Reed Books: Vicious

Jess Reed, Editor

Vicious by V. E. Schwab is a great example of an adult book in the fantasy genre, one that toys with superpowers, heroes, and villains without becoming juvenile or campy. It follows the protagonist Victor, a college student, as he and his roommate attempt (and succeed) to turn themselves into “EOs”, or ExtraOrdinary people, through near-death experiences. When his best friend, Eli, determines that all EOs other than himself are unnatural and sets out to kill them all, Victor sets out to stop him, all while attempting to keep his own powers secret. What gives this novel depth is the consistent and well-developed perversion of religion in Eli’s character.

When we are first introduced to Eli through Victor’s eyes, we see him as the all-American boy next door type; someone Victor is extremely jealous of, someone who is smart, popular, and always gets his way. Victor mentions, more than once, that his favorite part of Eli is the darker, meaner part, that only comes through when they are alone, because it proves to Victor that no one can be that good of a person. Once Eli is killed, and subsequently resuscitated, he gains the power to heal himself from any wound. He convinces himself that this is not a “wrong” or “unnatural” power because it can only benefit, not harm. When Victor discovers his power, controlling pain levels in himself and others, Eli calls him a shadow of himself, someone who has cheated Death and is reaping the rewards. Throughout the novel, Eli justifies his many kills to himself with religion by crossing himself after the act, or praying. Still, his sick sense of purpose only found after murdering someone proves that he is not a “good” man, no matter how religious. Schwab successfully differentiates religiousness with goodness through Eli’s character, and uses him as a horrifying example of using religion to justify violence.

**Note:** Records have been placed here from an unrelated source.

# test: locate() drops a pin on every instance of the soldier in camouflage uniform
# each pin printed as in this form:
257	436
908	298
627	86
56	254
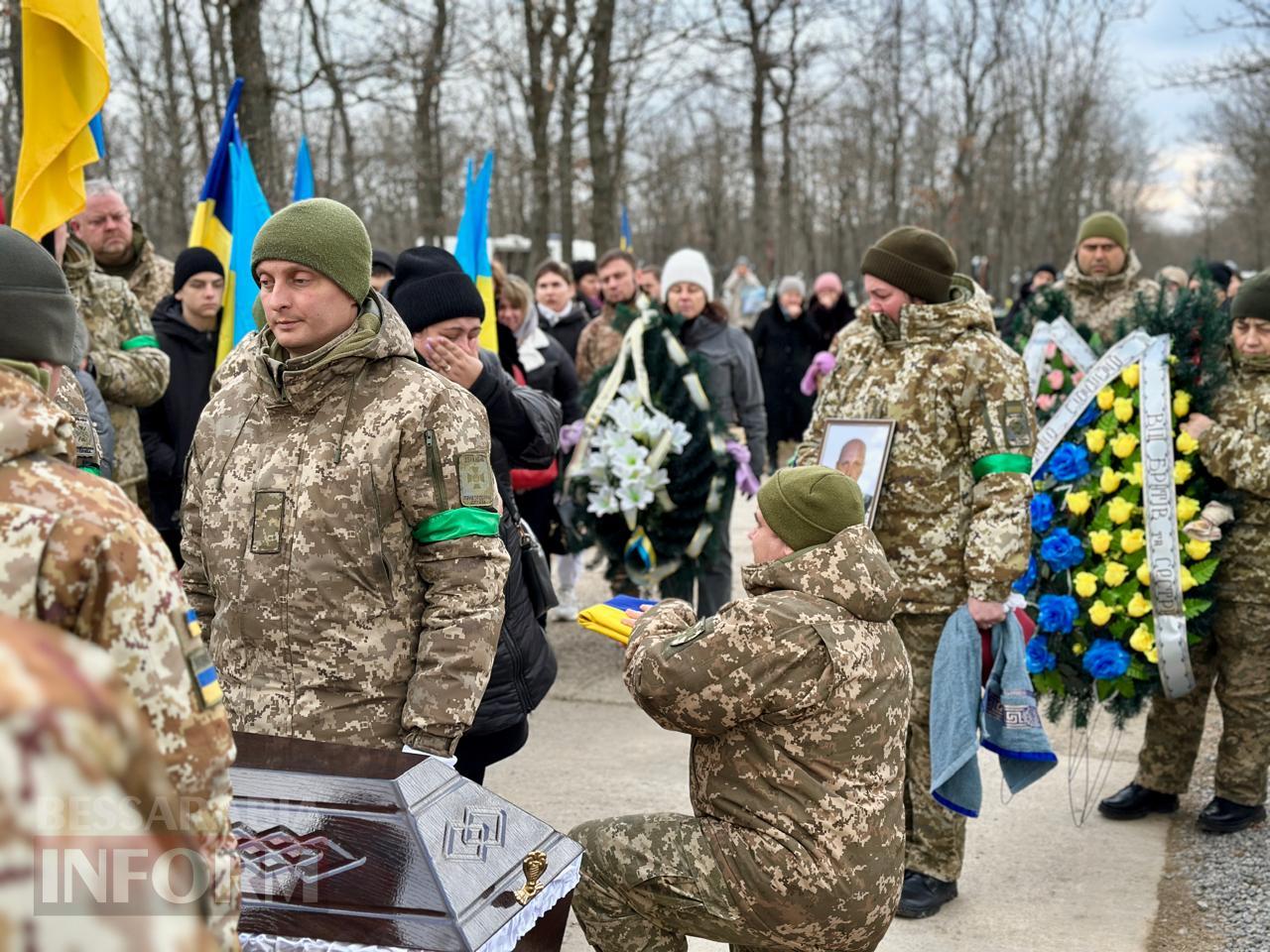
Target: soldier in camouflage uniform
952	509
340	516
123	358
79	555
1236	448
71	738
1103	277
797	699
119	245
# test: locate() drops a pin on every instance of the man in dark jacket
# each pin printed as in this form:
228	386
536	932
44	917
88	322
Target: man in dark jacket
186	326
437	301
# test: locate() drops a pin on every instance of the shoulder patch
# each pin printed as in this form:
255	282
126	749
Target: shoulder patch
475	480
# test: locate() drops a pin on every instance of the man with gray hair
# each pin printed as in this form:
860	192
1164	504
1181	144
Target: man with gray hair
119	245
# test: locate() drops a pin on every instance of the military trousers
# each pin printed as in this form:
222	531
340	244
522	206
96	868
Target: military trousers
1236	658
649	881
934	835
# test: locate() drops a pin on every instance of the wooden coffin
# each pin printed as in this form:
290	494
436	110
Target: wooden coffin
345	848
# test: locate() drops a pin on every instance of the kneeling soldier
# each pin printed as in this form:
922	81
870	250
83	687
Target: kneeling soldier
798	702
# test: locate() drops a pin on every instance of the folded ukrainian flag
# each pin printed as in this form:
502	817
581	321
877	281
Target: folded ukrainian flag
610	619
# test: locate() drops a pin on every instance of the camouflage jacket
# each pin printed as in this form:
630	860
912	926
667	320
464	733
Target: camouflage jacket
797	699
80	556
131	370
72	738
1237	449
340	542
952	513
1102	303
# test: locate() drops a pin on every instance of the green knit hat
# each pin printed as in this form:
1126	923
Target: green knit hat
811	504
322	235
915	261
1252	298
1107	225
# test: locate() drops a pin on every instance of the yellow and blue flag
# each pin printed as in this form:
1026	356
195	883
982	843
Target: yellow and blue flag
230	211
64	82
471	245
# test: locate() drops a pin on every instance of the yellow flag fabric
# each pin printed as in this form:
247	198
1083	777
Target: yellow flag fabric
64	85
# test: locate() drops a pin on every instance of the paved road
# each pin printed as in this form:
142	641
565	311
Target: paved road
1033	880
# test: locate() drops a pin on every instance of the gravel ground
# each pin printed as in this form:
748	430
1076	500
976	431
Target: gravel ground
1215	892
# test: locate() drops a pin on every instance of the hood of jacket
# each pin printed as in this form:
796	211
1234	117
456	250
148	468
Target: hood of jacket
1110	285
377	334
30	419
849	570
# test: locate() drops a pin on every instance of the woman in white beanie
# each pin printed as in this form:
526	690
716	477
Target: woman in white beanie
735	393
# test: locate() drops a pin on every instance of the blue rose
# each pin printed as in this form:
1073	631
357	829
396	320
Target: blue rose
1028	579
1042	512
1070	462
1039	656
1106	660
1057	613
1062	549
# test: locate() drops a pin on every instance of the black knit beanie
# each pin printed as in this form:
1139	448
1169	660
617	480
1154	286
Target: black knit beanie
915	261
430	287
190	262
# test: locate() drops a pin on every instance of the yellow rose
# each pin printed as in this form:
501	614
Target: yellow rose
1124	444
1198	548
1142	639
1120	511
1100	613
1086	584
1132	539
1187	508
1115	574
1079	503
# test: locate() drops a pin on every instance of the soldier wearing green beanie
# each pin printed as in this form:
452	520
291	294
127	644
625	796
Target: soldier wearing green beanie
797	698
1103	277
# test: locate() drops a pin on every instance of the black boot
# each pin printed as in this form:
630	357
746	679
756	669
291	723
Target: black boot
1135	801
1224	815
924	895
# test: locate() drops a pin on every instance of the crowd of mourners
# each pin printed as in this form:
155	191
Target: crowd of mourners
350	530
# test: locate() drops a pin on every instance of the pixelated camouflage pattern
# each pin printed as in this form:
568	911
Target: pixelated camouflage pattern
1234	661
1102	303
797	699
80	556
71	737
127	379
957	394
307	479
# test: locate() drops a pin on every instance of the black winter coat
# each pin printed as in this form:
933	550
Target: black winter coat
525	431
785	349
168	425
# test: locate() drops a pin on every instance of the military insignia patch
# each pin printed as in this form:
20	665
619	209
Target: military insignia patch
475	480
1015	424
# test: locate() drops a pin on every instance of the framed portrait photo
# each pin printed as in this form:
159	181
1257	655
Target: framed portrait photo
860	448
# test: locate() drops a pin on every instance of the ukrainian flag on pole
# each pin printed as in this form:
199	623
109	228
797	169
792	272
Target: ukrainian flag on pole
230	211
64	84
471	245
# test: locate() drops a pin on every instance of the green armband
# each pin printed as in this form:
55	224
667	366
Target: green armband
456	524
1001	462
139	341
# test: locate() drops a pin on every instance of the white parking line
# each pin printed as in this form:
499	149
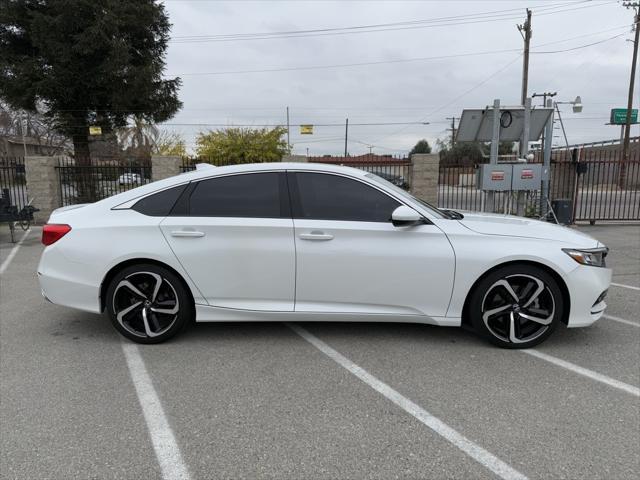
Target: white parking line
476	452
162	438
630	287
13	252
621	320
598	377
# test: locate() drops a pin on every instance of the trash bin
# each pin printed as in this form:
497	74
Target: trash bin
562	208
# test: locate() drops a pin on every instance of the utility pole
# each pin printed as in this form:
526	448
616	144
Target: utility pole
547	140
453	129
525	62
288	137
346	136
627	129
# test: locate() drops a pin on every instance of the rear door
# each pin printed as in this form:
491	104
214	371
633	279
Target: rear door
234	236
351	259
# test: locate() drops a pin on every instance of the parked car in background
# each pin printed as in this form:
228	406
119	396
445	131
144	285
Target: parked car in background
130	179
312	242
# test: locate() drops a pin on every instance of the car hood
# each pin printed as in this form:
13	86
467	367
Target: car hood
508	225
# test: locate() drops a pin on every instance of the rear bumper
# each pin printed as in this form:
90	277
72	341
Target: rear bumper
67	283
586	288
69	294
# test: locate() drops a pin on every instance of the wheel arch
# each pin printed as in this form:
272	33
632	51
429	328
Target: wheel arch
104	286
466	321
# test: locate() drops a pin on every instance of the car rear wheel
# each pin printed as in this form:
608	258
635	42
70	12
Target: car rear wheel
148	303
517	306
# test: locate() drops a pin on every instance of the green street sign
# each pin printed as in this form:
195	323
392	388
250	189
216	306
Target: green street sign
619	116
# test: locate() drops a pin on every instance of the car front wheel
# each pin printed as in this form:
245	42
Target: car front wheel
517	306
148	303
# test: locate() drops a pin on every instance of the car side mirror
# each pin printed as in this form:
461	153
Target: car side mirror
404	216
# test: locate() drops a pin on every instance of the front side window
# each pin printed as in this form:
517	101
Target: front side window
254	195
332	197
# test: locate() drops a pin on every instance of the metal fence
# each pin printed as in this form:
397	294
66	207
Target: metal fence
396	170
13	186
595	183
189	163
85	182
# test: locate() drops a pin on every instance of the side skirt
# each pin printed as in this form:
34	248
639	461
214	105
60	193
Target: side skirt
206	313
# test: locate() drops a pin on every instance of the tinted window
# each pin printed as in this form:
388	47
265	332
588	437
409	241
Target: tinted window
250	195
159	204
331	197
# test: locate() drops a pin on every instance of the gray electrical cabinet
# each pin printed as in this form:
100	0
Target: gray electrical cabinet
504	177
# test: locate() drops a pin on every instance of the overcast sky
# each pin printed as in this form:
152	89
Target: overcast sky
405	83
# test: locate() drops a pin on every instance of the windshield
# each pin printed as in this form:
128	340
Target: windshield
406	195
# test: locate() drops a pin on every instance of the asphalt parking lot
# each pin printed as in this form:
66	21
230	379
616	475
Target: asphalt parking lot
268	400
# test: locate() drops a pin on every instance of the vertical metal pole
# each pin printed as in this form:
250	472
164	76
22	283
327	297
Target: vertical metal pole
562	125
22	128
346	136
525	60
493	158
546	162
627	127
288	137
524	150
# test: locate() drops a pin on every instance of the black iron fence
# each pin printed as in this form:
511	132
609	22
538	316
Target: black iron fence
13	188
85	182
189	163
396	170
595	184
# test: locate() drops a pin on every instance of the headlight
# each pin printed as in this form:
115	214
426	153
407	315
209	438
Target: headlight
593	257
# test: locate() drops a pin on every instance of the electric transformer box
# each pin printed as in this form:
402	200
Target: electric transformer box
510	177
495	177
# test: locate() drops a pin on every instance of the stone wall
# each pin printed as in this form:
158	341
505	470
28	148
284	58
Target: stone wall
164	166
424	176
43	185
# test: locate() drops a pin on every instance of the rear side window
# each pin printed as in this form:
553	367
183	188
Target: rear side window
254	195
332	197
159	204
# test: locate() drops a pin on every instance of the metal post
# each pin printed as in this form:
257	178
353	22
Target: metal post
546	163
562	125
495	141
288	137
525	60
622	180
524	150
346	136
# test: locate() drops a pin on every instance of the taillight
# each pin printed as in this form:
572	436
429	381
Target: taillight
52	232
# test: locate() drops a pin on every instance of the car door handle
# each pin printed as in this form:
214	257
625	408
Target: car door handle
187	233
318	236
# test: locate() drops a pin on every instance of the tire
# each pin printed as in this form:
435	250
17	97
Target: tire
148	303
516	306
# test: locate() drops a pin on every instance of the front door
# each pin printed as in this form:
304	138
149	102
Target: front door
351	259
235	240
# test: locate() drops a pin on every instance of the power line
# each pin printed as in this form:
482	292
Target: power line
385	62
480	17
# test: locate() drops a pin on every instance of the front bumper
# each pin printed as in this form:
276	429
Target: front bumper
586	288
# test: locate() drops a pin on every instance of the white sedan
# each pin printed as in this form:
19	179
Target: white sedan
307	242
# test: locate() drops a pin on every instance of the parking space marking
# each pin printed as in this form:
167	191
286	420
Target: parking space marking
479	454
621	320
13	252
630	287
625	387
162	438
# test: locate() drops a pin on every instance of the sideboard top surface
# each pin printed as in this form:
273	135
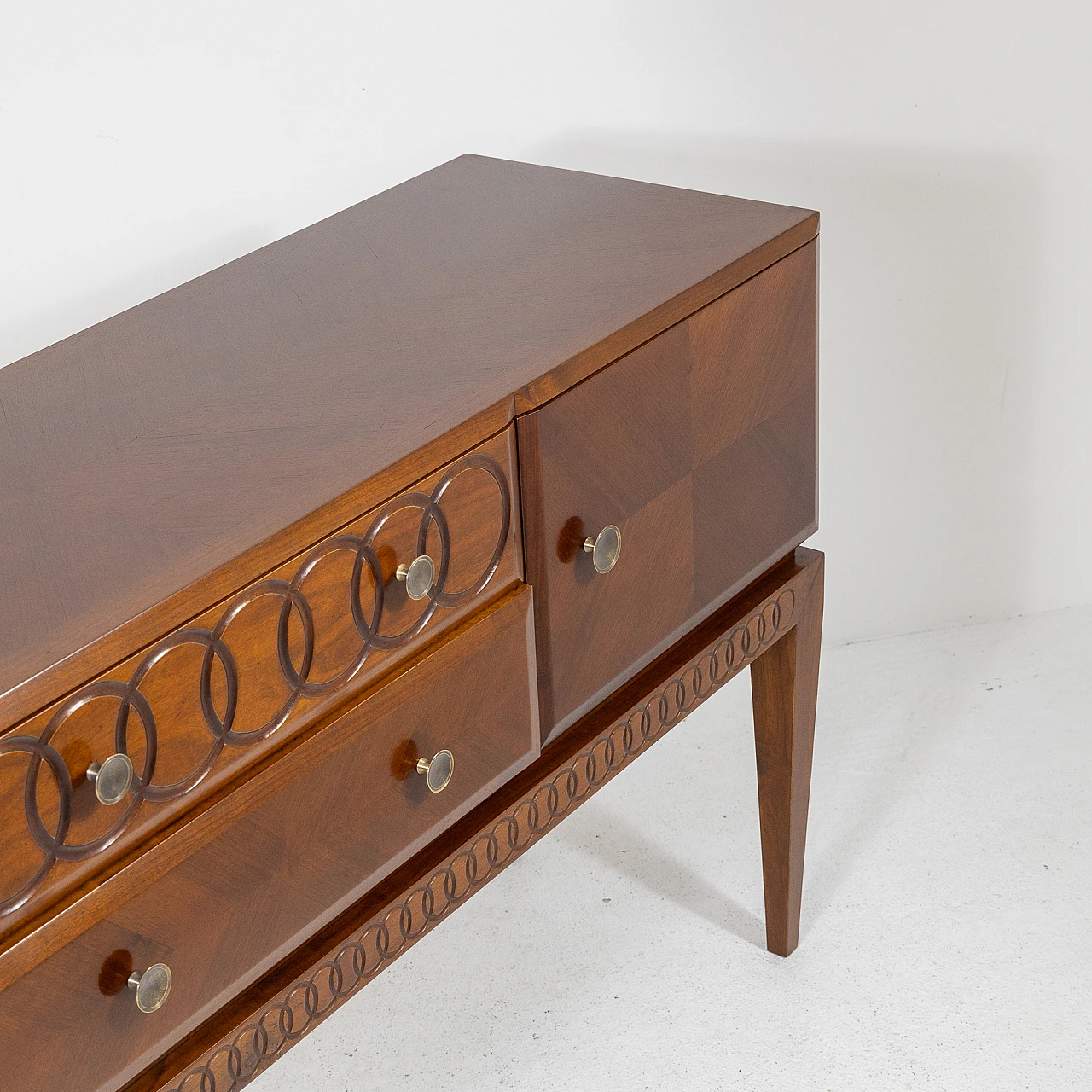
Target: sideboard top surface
159	460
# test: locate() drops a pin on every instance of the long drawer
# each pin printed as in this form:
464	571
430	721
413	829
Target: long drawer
221	694
696	453
323	826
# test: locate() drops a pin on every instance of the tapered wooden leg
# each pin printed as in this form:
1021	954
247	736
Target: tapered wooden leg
784	681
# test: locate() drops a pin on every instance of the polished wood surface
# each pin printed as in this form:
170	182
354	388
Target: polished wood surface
206	503
784	685
343	810
701	447
195	752
245	1038
160	461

Another thing that makes this perversion so effective is its connection to the larger theme of a “dark self”, and the power of the subconscious. Eli’s “undead” self commits the acts that his regular subconscious, the part of him that Victor liked, always wanted to. He sees other EOs as dark versions of themselves, without realizing that this applies to him, as well. This also applies to the exact way that every EO gets their power – whatever they are thinking as they are dying comes to them when they are resuscitated (Victor wishes he could control his pain, and he comes back being able to do that. Eli wants the power to heal himself from his wounds, and suddenly, he can). The subconscious controls the three most important factors of the novel; Eli’s religious justification, Victor and Eli’s friendship, and the way that ExtraOrdinary people obtain powers, thus making the book a fleshed out study on the subconscious and “dark self”.

Ultimately, Vicious is an ambitious novel that sets out to explore the differences between the socially unaccepted and socially accepted versions of ourselves, and succeeds. It connects three themes – survival, friendship, and religion – to one main idea: the subconscious, and does so in a compelling way.